Kids Sports News Network

Are You Counting Sheep Right?

Catching those Z’s is more crucial than you think for young athletes.

Successfully juggling the responsibilities of academics, sports, and family obligations at times seem like an impossible task. Many athletes sacrifice a good night’s sleep to cater to their long list of responsibilities.

But new studies show sleep-deprivation can have a detrimental effect on the performance of a young athlete.

It’s recommended that adolescents get 8-10 hours of sleep per night to achieve the full benefits and recovery that a good night’s sleep has to offer. There are five individual stages of sleep, and it takes approximately 90-120 minutes to complete one full cycle of sleep. The fifth cycle is rapid eye movement (REM), and is the stage that the brain and body are re-energized, memories are stored and the balancing of your mood takes place. The length of the REM stage increases with each cycle, making a good night’s sleep vital for a young athlete.

Long story short, the longer you sleep the more recovered young athletes are going to feel on the field.

Despite the importance placed on receiving a full night of sleep, a study conducted by the NCAA found that one third of student athletes get less than seven hours of sleep per night, and most student athletes report at obtaining four nights of insufficient sleep per week.

“I think that’s one of the most overlooked areas when dealing with kids as athletes- how much rest they’re getting,” says Jeff Jordan, Garland High School’s athletics coordinator and head football coach in an interview with Dallas News.

Not only does a full night’s sleep improve an athlete’s performance, but it also decreases the likelihood of them injuring themselves. Research presented at the American Academy of Pediatrics conference indicated that adolescent athletes who slept for more than eight hours at night were 68 percent less likely to sustain injuries than athletes who regularly slept less.

“We know that sleep deprivation affects proprioception- the sense of balance that allows you to feel your weight shifting, even when your eyes are closed,” said Dr. Michael Landers, a sports medicine specialist on the medical staff of Texas Health Spine and Orthopedic Center in Plano. “For sleep- deprived athletes, their balance is more likely to be off, making them more likely to fall.

It’s important for youth-athletes to place the same level of value on a good night’s sleep as they do with their training on the field.

Many argue that the promotion and development of good sleep habits needs to be incorporated into youth sports programs. Teaching young athletes about the impact a good night’s sleep has on athletic success can help kids develop good sleep habits, and help reduce the rising number of injuries in youth sports.
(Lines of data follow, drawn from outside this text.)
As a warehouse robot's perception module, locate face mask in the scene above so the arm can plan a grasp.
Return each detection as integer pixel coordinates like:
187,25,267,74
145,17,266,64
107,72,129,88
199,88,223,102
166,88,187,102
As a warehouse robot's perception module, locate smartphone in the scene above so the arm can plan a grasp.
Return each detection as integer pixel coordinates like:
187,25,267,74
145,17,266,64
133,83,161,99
Strength and conditioning coaches need to teach sleep habits alongside other recovery methods for athletes, and schools should consult with local sleep centers to develop sleep plans for student-athletes.
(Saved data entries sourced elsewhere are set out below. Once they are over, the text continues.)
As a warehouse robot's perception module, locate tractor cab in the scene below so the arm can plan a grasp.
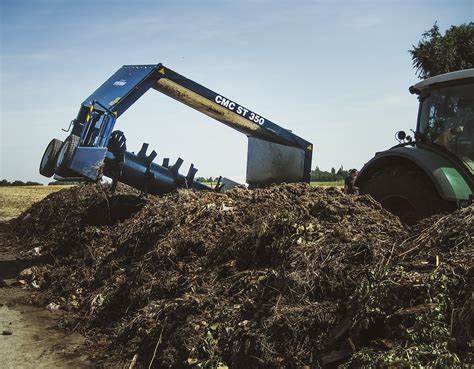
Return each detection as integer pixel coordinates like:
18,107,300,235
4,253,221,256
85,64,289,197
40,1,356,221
410,69,474,172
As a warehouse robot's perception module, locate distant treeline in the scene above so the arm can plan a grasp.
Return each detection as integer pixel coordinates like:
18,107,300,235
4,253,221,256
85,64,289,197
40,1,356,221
48,181,80,186
311,165,350,182
0,179,43,187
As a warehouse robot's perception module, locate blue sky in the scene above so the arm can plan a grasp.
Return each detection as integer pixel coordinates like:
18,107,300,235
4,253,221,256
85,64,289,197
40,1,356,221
0,0,474,182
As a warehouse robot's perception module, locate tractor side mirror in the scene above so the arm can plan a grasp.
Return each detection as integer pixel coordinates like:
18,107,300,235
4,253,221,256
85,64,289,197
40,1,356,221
397,131,407,141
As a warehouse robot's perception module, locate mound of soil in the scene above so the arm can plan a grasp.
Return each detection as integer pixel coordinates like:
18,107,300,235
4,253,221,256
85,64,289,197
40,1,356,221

The Pac-12 Student-Athlete Health Grant Program is also currently funding a project focused on observing the sleep patterns in student-athletes, as well as possible sleep problems and mood disturbances related to sleep.

While school and youth sports organizations work to address the issue of sleep deprivation amongst young athletes, there are steps parents can take to help ensure their child is getting an adequate amount of sleep each night:

Limit the consumption of caffeine and energy drinks of your adolescent, and eliminate consumption of these drinks after 4pm. Limit naps to 15-20 minutes. Dim the lights an hour before bed, and avoiding the bright lights of electronics. This can help reduce increased brain activity before bed, making it easier children to fall asleep at a reasonable hour.

Making these adjustments will help increase the performance of young athletes, and help eliminate the risk of injury.

It’s a win-win situation. When our youth athletes are well rested and recovered, everyone scores.